A Mechanistic Model for the Effects of A Novel Drug on Glucose, Glucagon and Insulin Applied to Adaptive Phase II Design
J.Z. Peng (1), W.S. Denney (2), R. Liu (3), K. Tsai (3), K.G. Kowalski (4), M.L. Reitman (5), M. Troyer (5), S. Engel (6), J. Stone (1), A.S. Stoch (5), S. Allerheiligen (1)
(1) Modeling & Simulation, Merck & Co., Inc., USA; (2) Clinical PK/PD, Merck & Co., Inc., USA; (3) Early Development Statistics, Merck & Co., Inc., USA; (4) Ann Arbor Pharmacometrics Group, Inc. (A2PG), USA; (5) Clinical Pharmacology, Merck & Co., Inc., USA; (6) Clinical Research, Merck & Co., Inc., USA
Objectives: Drug A was developed for the treatment of Type 2 diabetes (T2D). A mechanistic model was developed to describe Drug A pharmacokinetics and glucagon, insulin and glucose profiles in healthy subjects during a glucagon challenge. The model was adapted for the T2D patient population to assess the need for dose adjustment at the interim analysis of a Phase IIa study.
Methods: Single oral doses of Drug A (0-900 mg) were given to 36 healthy subjects in a Phase I study. Starting from 3, 12 or 24 hr post dose, glucagon, sandostatin and basal insulin were infused for 2 hrs (glucagon challenge). A published model was expanded incorporating drug, glucagon and sandostatin. The model was then modified using steady-state analysis for patients accounting for differences in the PD parameters between healthy subjects and T2D patients. Clinical trial simulations (CTS) were subsequently performed to extrapolate drug effects to T2D patients in a Phase IIa study setting where no glucagon challenge was given. NONMEM and R were used for modeling and NONMEM and SAS were used for CTS.
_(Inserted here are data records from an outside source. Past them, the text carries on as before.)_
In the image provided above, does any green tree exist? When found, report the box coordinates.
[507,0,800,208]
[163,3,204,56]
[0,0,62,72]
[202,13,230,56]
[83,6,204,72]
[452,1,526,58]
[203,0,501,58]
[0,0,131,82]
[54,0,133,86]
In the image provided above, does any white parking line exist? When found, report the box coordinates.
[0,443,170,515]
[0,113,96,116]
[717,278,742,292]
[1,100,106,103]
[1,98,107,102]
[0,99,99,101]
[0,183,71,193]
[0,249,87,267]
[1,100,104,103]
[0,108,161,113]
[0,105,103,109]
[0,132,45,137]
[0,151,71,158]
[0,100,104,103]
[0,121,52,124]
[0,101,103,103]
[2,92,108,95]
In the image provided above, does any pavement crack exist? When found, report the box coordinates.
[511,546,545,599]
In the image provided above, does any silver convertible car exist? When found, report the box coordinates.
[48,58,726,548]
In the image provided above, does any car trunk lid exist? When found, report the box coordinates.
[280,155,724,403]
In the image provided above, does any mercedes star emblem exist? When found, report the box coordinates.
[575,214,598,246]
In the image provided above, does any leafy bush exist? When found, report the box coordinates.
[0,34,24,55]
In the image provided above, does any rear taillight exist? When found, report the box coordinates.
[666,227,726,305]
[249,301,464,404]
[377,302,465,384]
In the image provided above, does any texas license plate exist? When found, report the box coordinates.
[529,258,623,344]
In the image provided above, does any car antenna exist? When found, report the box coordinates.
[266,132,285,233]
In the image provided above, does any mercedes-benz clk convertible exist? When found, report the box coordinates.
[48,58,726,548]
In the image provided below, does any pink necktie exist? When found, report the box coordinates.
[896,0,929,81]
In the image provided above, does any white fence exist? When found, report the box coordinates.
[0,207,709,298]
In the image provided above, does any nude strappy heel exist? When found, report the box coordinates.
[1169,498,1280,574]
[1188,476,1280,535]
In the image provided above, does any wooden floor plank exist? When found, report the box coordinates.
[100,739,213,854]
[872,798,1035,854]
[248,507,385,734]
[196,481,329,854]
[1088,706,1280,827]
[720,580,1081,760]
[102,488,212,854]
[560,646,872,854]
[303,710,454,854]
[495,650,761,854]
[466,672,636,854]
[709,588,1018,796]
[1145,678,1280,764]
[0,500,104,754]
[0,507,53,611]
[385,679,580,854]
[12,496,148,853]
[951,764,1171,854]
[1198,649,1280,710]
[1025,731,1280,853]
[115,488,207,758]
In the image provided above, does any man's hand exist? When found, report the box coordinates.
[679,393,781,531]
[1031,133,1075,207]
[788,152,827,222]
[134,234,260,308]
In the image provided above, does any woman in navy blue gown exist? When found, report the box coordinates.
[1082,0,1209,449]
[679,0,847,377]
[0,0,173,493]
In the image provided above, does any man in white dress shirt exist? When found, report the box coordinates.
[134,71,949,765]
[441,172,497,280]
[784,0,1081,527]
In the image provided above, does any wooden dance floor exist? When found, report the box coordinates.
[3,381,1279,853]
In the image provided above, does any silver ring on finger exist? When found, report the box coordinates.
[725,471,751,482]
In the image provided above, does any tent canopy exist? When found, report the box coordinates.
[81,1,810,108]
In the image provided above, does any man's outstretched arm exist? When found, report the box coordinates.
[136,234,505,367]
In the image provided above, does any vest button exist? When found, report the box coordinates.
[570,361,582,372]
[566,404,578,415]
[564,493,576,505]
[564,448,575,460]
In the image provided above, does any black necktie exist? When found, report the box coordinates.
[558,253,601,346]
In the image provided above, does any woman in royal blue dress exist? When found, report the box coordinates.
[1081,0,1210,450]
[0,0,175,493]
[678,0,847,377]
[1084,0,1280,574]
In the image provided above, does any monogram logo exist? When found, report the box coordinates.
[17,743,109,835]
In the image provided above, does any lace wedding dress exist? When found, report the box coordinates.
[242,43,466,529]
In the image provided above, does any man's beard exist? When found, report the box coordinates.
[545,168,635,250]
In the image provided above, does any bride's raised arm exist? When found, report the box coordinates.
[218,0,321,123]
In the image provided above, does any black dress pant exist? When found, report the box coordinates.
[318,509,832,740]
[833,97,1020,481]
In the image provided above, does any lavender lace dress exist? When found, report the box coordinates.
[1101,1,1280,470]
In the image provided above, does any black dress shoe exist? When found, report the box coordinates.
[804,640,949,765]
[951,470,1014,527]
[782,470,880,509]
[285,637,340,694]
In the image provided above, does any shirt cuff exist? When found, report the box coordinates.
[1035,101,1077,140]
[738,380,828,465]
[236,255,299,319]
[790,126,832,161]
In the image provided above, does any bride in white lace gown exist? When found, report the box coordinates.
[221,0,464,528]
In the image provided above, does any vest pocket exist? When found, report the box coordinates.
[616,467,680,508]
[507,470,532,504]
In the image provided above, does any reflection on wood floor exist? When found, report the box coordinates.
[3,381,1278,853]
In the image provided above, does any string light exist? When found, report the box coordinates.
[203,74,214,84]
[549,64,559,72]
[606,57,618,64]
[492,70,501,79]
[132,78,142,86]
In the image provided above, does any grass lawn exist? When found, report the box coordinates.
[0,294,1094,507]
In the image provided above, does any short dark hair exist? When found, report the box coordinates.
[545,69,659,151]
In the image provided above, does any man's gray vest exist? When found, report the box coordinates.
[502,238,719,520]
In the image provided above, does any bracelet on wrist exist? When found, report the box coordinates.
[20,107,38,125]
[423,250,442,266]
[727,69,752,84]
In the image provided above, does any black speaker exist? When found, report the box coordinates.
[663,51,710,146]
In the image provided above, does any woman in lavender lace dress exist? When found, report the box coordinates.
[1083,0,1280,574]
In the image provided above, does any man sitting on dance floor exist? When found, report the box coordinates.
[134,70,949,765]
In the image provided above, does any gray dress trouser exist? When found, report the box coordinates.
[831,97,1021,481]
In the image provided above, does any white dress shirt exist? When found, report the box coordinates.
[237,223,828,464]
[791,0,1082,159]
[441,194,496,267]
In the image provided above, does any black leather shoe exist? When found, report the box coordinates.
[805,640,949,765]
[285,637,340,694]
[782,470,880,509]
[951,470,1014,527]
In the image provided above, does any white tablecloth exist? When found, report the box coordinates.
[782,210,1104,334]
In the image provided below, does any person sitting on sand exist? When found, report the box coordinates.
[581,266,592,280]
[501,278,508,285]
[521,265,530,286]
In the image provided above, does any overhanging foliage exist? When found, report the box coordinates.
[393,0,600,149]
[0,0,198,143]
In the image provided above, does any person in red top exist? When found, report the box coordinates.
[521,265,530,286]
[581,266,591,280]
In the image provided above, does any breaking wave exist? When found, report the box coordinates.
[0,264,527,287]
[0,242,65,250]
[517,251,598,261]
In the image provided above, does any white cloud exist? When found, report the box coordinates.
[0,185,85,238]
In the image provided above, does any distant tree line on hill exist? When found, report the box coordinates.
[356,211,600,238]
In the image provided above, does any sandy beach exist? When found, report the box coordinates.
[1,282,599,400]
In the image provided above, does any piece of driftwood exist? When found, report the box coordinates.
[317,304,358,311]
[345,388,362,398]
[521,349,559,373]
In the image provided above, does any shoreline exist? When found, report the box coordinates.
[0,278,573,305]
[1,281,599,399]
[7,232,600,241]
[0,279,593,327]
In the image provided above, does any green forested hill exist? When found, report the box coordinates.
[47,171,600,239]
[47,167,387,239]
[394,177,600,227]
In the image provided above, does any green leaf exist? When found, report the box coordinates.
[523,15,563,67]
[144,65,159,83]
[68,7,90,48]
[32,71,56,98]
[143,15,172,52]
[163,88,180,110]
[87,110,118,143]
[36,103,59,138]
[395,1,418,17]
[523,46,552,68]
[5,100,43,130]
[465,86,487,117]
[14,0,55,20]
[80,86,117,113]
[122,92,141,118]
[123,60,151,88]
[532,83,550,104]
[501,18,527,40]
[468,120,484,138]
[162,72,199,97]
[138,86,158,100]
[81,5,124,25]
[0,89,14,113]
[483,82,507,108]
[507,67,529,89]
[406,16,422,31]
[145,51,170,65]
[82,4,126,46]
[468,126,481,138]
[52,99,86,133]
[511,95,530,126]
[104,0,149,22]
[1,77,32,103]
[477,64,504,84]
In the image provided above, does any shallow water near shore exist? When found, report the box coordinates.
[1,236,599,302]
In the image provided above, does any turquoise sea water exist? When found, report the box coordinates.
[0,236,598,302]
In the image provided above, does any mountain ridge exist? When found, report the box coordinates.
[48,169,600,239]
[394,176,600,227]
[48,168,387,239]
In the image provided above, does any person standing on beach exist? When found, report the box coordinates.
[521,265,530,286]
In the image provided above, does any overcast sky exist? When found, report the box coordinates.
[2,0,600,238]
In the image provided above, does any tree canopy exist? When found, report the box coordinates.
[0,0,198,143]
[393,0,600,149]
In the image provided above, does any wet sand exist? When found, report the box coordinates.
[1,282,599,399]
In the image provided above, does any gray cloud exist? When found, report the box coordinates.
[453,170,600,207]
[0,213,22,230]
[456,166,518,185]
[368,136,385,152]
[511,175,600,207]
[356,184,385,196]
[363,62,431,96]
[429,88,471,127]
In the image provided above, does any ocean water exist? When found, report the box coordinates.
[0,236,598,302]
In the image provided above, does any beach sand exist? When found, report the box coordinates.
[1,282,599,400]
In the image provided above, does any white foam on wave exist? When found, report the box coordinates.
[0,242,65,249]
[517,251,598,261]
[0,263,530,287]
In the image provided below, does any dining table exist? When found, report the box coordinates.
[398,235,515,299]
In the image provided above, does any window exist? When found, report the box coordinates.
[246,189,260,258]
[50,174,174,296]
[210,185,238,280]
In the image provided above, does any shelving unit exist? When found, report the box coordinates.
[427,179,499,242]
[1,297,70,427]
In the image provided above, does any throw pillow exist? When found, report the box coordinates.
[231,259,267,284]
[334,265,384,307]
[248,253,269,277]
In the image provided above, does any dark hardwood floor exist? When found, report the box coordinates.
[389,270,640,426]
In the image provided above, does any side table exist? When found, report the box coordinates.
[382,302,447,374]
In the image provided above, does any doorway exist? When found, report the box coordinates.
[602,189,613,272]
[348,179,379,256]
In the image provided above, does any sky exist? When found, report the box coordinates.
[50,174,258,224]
Results: The model assumed that the glucose production rate (GPROD) was modulated by glucose and glucagon independently. The drug effect was modeled by using an inhibitory Emax model (Imax=0.96 and IC50=13.7 nM) on the ability of glucagon to increase GPROD. In addition, an Emax model (Emax=0.79 and EC50=575 nM) to increase glucagon secretion by the drug was used to account for the increased glucagon concentrations pre-challenge (via compensatory feedback). The model adequately captured the observed profiles of glucose, glucagon and insulin pre- and post-challenge. For CTS (1000 trials), the parameter estimates were adapted using baseline covariate data for the ongoing Phase IIa study in T2D patients and prior knowledge from a lead compound in the same class. Because the model PD output was fasting plasma glucose (FPG), but weighted mean glucose (WMG) was the PD endpoint for the Phase IIa study, a linear model between FPG and WMG was developed using the data from the Diabetes Control and Complications Trial. The CTS results suggest that the dose selection for the Phase IIa study was adequate and that there was no need for a dose adjustment.
Conclusion: A PK/PD model was developed to capture the interplay between glucose, glucagon and insulin. A linear model to correlate FPG to WMG was developed and provided robust predictions to assist with the dose adjustment for the interim analysis.
 Silber HE, Jauslin PM, Frey N, Gieschke R, Simonsson USH, Karlsson MO. An integrated model for glucose and insulin regulation in healthy volunteers and Type 2 diabetic patients following intravenous glucose provocations. Journal of Clinical Pharmacology, 2007;47:1159-1171.
 The Diabetes Control and Complications Trial (DCCT) was a clinical study conducted from 1983 to 1993 funded by the National Institute of Diabetes and Digestive and Kidney Diseases with 1441 Type 1 diabetic patients treated with insulin.